By Steve Gorman
(Reuters) -Police in New Mexico on Sunday asked for the public's help in locating a "vehicle of interest" in their probe of four fatal shootings of Muslim men whose slayings in Albuquerque over the past nine months are believed by investigators to be related.
Mayor Tim Keller said state authorities were working to provide an "extra police presence at mosques during times of prayer" as the investigation proceeds in New Mexico's largest city, home to as many as 5,000 Muslims out of some 565,000 total residents.
The latest victim, police said, was gunned down on Friday night, in a killing that local Islamic leaders said occurred shortly after he had attended funeral services for two others slain during the past couple of weeks.
All three of those men, as well as the very first victim who was shot dead in November, were Muslim men of Pakistani or Afghan descent who resided in Albuquerque.

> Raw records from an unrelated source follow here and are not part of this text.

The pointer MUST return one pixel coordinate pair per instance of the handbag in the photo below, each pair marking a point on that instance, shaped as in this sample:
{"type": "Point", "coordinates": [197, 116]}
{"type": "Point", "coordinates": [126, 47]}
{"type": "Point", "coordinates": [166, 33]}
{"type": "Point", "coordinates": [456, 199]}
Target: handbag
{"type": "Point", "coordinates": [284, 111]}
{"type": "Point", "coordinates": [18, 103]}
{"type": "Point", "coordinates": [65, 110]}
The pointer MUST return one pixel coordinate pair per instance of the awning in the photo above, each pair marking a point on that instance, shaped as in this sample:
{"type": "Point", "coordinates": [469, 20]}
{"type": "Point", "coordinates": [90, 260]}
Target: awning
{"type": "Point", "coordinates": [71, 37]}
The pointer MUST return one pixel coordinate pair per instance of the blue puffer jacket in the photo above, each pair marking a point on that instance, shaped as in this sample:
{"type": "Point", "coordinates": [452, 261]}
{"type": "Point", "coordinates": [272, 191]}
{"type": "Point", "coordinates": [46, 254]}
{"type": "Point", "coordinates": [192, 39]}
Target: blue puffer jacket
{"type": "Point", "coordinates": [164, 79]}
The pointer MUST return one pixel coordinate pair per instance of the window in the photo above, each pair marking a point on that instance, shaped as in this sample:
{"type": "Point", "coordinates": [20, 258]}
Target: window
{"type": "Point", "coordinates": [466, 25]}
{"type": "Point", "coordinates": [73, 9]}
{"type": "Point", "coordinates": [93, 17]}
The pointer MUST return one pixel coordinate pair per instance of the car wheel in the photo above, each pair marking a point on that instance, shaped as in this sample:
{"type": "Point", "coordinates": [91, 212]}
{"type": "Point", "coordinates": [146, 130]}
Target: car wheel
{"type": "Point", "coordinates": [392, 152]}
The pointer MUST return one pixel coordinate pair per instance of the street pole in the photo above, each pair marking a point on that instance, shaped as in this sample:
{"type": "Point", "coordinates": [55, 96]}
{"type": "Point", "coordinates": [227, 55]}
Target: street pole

Police have given few details of the latest murder but described the first three killings as ambush shootings. Governor Michelle Lujan Grisham has characterized them as "targeted killings of Muslim residents."
U.S. President Joe Biden posted a message on Twitter (NYSE:TWTR) on Sunday expressing solidarity with the Muslim community, adding, "These hateful attack have no place in America."
Albuquerque police officials told a news conference hours later that they were following a number of leads and issued a bulletin with photos of a four-door, dark gray Volkswagen (ETR:VOWG_p) sedan with tinted windows that they described as a "vehicle of interest" in the investigation.
It was left unclear how the car was tied to the case, and police said they had yet to determine whether they were seeking one or more suspects in the investigation.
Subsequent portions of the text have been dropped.